Ultimate conclusion. It's only a matter of making profit. American refineries can refine American oil, they just chose to blend with heavier foreign oils because they get more fuel and bunker oil, without sacrificing diesel, gasoline and kerosene output needed for demand; which making too much of it would only lower those prices. You get a full bouquet for every barrel processed. Why settle for making too much gasoline diesel and jet fuel and kill your market? Phew.

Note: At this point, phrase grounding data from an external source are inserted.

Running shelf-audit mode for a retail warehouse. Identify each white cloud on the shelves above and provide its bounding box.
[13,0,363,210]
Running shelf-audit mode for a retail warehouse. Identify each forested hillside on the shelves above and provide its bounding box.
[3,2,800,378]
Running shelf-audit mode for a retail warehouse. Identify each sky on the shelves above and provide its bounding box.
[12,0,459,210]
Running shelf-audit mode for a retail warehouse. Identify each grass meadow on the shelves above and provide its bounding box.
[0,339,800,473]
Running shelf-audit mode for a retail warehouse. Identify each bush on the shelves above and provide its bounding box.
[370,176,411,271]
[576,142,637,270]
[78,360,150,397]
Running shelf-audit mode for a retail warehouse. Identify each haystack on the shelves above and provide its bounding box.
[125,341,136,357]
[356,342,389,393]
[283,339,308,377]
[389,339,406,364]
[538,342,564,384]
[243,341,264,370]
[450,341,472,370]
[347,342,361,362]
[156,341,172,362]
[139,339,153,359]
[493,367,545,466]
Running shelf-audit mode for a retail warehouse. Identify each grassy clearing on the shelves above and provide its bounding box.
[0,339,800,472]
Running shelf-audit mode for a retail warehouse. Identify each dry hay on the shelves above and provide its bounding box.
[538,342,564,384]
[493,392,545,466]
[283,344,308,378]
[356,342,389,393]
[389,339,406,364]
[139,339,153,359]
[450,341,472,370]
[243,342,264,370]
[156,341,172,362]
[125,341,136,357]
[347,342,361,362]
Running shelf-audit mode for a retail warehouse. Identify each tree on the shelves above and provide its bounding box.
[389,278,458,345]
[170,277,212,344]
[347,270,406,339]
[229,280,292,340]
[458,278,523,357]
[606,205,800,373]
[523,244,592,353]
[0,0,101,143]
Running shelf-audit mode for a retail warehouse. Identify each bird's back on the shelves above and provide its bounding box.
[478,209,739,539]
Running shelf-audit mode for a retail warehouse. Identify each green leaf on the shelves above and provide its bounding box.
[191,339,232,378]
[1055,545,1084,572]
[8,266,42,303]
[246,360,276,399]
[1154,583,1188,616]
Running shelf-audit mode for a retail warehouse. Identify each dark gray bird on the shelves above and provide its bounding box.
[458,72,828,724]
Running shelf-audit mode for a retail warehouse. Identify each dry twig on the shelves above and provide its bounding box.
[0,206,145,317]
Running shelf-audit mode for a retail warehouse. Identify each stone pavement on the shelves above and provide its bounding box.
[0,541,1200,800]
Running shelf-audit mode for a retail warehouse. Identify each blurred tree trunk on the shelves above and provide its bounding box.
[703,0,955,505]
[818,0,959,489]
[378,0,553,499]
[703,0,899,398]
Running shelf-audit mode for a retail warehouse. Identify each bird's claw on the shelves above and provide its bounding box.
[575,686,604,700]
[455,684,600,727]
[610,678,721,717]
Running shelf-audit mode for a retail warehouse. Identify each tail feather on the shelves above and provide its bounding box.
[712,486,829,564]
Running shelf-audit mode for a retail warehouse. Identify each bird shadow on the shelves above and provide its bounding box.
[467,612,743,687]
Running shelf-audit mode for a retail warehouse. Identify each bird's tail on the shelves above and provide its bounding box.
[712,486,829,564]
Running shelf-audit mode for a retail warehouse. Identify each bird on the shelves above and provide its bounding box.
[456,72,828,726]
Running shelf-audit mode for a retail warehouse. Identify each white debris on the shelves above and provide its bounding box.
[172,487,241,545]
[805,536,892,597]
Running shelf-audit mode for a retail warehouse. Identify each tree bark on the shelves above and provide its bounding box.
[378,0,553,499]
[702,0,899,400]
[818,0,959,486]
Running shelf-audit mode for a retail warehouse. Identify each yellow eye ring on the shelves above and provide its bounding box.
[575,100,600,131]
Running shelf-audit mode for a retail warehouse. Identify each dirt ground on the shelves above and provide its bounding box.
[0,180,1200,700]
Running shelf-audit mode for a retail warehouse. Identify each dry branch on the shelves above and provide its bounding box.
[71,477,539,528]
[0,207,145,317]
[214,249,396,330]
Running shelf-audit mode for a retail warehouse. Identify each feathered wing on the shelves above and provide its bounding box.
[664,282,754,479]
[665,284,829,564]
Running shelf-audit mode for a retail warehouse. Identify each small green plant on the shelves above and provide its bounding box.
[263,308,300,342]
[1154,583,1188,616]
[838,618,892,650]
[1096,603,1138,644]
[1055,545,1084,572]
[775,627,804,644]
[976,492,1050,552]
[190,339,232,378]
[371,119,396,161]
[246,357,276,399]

Done.
Comments?
I think these LLMs have gotten very much better over the last 6 months, but perhaps we both will judge that by the accuracy of my conclusion.
My LLM comments.
Gemini reports are extensive, if not overly so. I found it a bit difficult to agree on its research planning, but it does an extensive internet search. I told it to delete the what is API and oil flavors it wanted to do, but it did it anyway. It did reach out to 134 websites for one report I asked for.
Leo is built into Brave Browser. It's a more natural conversation process. Not bad. And very convenient sitting right there on the browser. Gives you an "Answer with AI" prompt for anything you search for, or any question you care to ask it at the moment. I really like that.
I wasn't happy with ChatGPT. It doesn't like to do too much work.